Redistricting: up to Scalia
The brief justified a stay pending appeal of the verdict to the full court on these grounds because, it argues, more damage will be done by allowing congressional elections to proceed under the new map than to leave in place the map drawn in 2001 by a federal court. If the court agrees to take the case, the brief asserts, it should maintain the prior districts while it considers the evidence. At worst, that would mean a two-year delay in implementing the new map -- while allowing the March 9 primary to proceed using the new map would lead to yet more disruption of Texas elections in 2006 if the Supreme Court throws out or orders further changes to the plan.
Asked about the odds on the appeal, attorney Renea Hicks, who represented the city of Austin and Travis Co. as plaintiffs before the district court, said, "I'm not optimistic but I'm not pessimistic. This map is a more blatant partisan gerrymander than the Pennsylvania case [currently pending at the Supreme Court], and there are Voting Rights Act issues connected to Georgia v.

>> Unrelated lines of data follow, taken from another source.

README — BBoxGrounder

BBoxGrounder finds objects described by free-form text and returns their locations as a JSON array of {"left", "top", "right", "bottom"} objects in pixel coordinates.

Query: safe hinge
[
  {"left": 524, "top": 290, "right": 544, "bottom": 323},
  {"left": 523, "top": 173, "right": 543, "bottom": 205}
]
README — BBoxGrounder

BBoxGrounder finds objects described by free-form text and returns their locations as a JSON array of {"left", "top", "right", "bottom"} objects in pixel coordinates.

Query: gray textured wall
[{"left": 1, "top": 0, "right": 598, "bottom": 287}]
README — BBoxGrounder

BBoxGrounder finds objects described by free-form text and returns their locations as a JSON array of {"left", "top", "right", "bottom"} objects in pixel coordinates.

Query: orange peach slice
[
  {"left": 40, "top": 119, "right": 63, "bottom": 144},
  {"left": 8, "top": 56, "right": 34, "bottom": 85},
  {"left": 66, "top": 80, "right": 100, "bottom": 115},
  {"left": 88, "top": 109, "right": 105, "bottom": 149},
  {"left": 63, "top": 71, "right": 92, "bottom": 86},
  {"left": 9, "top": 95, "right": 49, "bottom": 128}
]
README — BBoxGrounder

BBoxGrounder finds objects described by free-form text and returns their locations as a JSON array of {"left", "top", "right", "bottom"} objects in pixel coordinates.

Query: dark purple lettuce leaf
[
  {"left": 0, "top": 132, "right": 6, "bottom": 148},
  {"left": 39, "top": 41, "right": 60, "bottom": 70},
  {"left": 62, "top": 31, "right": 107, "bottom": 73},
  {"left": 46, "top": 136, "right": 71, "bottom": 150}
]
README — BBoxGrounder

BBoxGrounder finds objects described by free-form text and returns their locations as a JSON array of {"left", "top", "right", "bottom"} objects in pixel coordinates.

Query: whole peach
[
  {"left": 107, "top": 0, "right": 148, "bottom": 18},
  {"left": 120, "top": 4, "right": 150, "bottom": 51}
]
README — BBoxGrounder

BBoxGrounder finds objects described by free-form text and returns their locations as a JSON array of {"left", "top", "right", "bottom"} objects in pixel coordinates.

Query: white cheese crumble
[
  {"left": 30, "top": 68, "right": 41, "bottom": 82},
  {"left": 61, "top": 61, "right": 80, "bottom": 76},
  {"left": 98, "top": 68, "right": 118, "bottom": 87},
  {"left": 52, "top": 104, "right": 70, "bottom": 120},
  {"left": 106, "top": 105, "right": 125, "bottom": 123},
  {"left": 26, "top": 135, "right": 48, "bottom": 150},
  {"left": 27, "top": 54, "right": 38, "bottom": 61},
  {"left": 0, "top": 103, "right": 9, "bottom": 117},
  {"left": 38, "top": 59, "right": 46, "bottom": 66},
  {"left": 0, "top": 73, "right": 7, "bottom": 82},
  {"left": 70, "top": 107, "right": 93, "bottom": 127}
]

Ashcroft [the decision last year that established a precedent for protecting minority "influence" districts]. And Judge [T. John] Ward's dissent, now that I've had a chance to review it in detail, is much broader than has been reported. There are arguments here for a stay ... clearly the map turns black voters into cannon fodder in the politically partisan redistricting, and that's very troublesome."
The request for an appeal initially rests with Justice Antonin Scalia, who has court responsibility for Texas. His decision is expected shortly -- the congressional filing deadline is Friday, Jan. 16. The court could also reject the stay, but agree to take the case (perhaps combining it with the Pennsylvania case), and the elections would proceed under the new map, pending the court's decision.